Adama Delphine Fawundu: Tingoi
As the only child in her immediate family born in America, Fawundu’s connection to Sierra Leone is through stories told by her parents. Her memories shape her latest work where she manifests conversations between multiple African deities and the forceful extraction of her people due to slavery.
Fawundu uses photo-based multi-media to unfold the layers of the stories she knows to create new ones. She reimagines, reenacts and recreates Afro futurist identities representing a new narrative, and honoring the complex history of the African Diaspora.
She is a co-founder and author of the book and movement, MFON: Women Photographers of the African Diaspora. She is currently an artist-in-resident at the Center for Book Arts in NYC. http://www.delphinefawundu.com

Kari Laine’s Loop and Whirls will be part of her exhibit at the Granary Arts gallery from Feb. 12 until May 2.

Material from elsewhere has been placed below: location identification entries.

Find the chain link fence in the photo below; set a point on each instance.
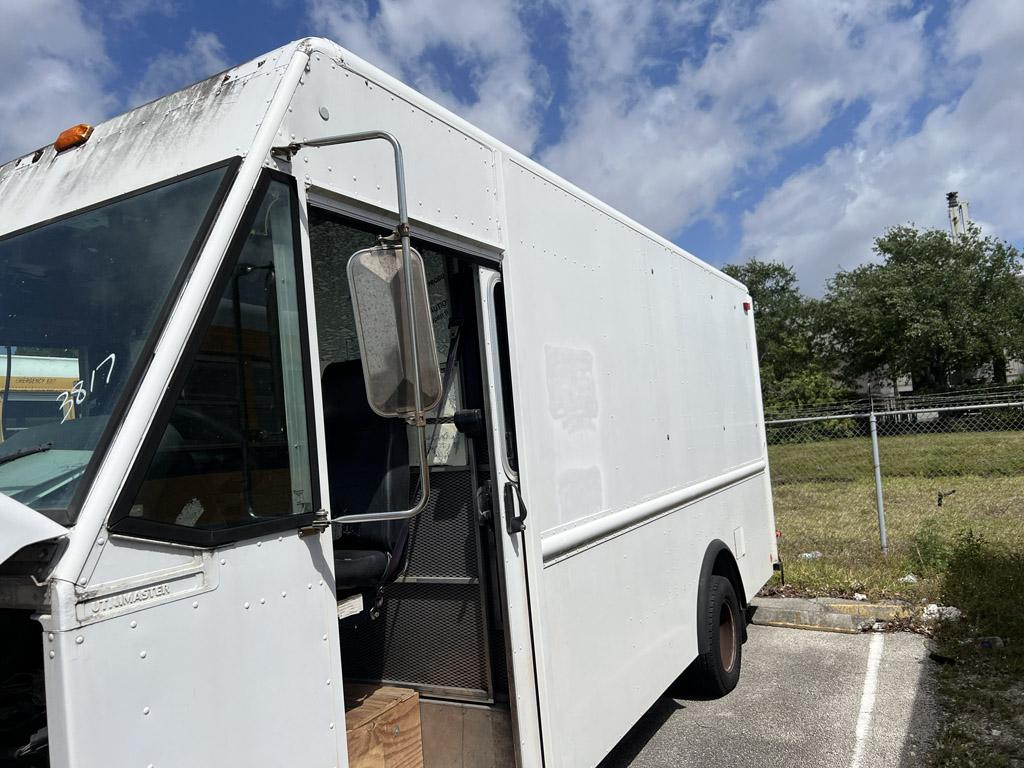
(889, 465)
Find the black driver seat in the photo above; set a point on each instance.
(368, 468)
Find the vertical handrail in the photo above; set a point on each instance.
(403, 230)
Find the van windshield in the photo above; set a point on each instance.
(79, 299)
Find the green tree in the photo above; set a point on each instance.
(935, 307)
(795, 367)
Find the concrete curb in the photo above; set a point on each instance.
(824, 614)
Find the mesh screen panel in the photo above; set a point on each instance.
(427, 635)
(442, 540)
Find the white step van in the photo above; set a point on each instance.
(351, 392)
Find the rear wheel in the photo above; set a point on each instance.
(716, 672)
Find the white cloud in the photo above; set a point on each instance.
(825, 217)
(203, 56)
(53, 65)
(130, 10)
(772, 78)
(485, 39)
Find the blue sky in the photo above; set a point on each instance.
(794, 130)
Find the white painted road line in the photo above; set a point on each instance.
(867, 699)
(798, 705)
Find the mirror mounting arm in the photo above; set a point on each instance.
(402, 231)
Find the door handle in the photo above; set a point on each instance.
(515, 510)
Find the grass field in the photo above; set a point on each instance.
(824, 502)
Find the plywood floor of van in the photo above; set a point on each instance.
(457, 735)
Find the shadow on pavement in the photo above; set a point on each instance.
(638, 736)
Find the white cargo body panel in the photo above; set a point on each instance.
(640, 441)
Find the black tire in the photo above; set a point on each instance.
(716, 672)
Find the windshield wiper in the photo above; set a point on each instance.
(26, 452)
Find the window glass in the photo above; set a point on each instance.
(79, 300)
(236, 448)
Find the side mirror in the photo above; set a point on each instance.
(377, 283)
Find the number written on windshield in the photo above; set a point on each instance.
(77, 394)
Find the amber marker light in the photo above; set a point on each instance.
(75, 136)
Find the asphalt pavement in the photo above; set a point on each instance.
(804, 698)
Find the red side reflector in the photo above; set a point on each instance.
(73, 137)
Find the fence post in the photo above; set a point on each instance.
(879, 501)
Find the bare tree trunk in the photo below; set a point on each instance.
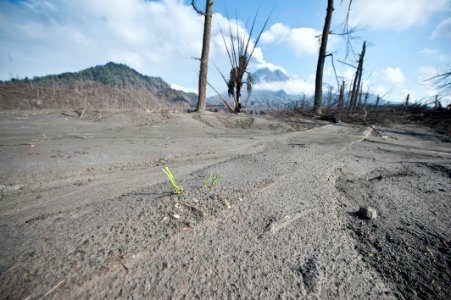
(321, 59)
(357, 79)
(329, 100)
(203, 73)
(341, 98)
(367, 95)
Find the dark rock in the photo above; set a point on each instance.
(367, 212)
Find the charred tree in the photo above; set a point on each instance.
(322, 58)
(341, 97)
(357, 79)
(203, 72)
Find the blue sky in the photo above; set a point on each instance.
(408, 40)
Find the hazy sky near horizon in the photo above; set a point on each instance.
(408, 41)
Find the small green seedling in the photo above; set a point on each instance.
(177, 188)
(212, 180)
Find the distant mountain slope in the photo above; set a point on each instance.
(109, 86)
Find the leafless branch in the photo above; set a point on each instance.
(193, 3)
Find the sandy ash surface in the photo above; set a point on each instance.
(86, 212)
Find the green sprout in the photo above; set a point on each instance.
(177, 189)
(212, 180)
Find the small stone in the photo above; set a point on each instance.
(367, 212)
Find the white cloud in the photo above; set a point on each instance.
(443, 29)
(44, 37)
(260, 63)
(427, 72)
(394, 15)
(301, 40)
(393, 75)
(293, 86)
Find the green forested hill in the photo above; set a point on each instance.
(111, 85)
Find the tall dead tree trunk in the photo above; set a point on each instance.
(357, 79)
(321, 59)
(341, 97)
(203, 72)
(407, 100)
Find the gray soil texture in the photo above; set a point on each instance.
(87, 213)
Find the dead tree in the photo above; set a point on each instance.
(357, 80)
(203, 72)
(341, 97)
(329, 100)
(322, 58)
(240, 51)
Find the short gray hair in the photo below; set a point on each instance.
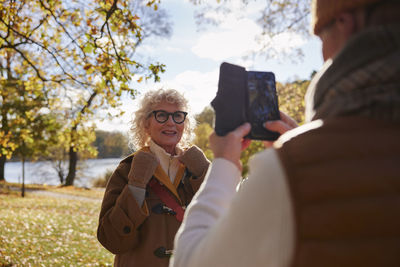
(138, 135)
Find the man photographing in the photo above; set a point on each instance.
(328, 192)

Jan Andrews: Honor and Dissonance
Jan Andrews has been making films for 37 years and her work is deeply informed by her research and training as an anthropologist, and her travels abroad. On exhibition are two films created 14 years apart, both exploring the delicate landscape of mental states.
In Suspect Terrain is an experimental meditation on amnesia and schizophrenia, examining the injured brain and how it reacts to shattered memory, and complete loss of memory.
Kamikazi (Divine Wind) is an experimental video based on a booklet the Japanese Government gave to young men selected to fly planes into enemy ships during World War II. The booklet instructed them how to die with honor for the empire.
Andrews is an award-winning independent filmmaker and has been working in experimental and documentary genres since 1983. She was born in California and spent her later childhood in Utah. After completing a BA, MA, and PhD studies in Anthropology at the University of Utah, Andrews began making films while researching her PhD thesis in Egypt. She joined the University of Utah film program after returning from her time abroad, and earned an MFA in Production and Film Theory in 1996.
Her films have received numerous awards including Best of Show, Directors Choice, and are in the collection of Anthology Film Archives in NYC.

Jan Andrew’s will be showing this film In Suspect Terrain at the Granary Arts gallery from Feb. 12 until March 20.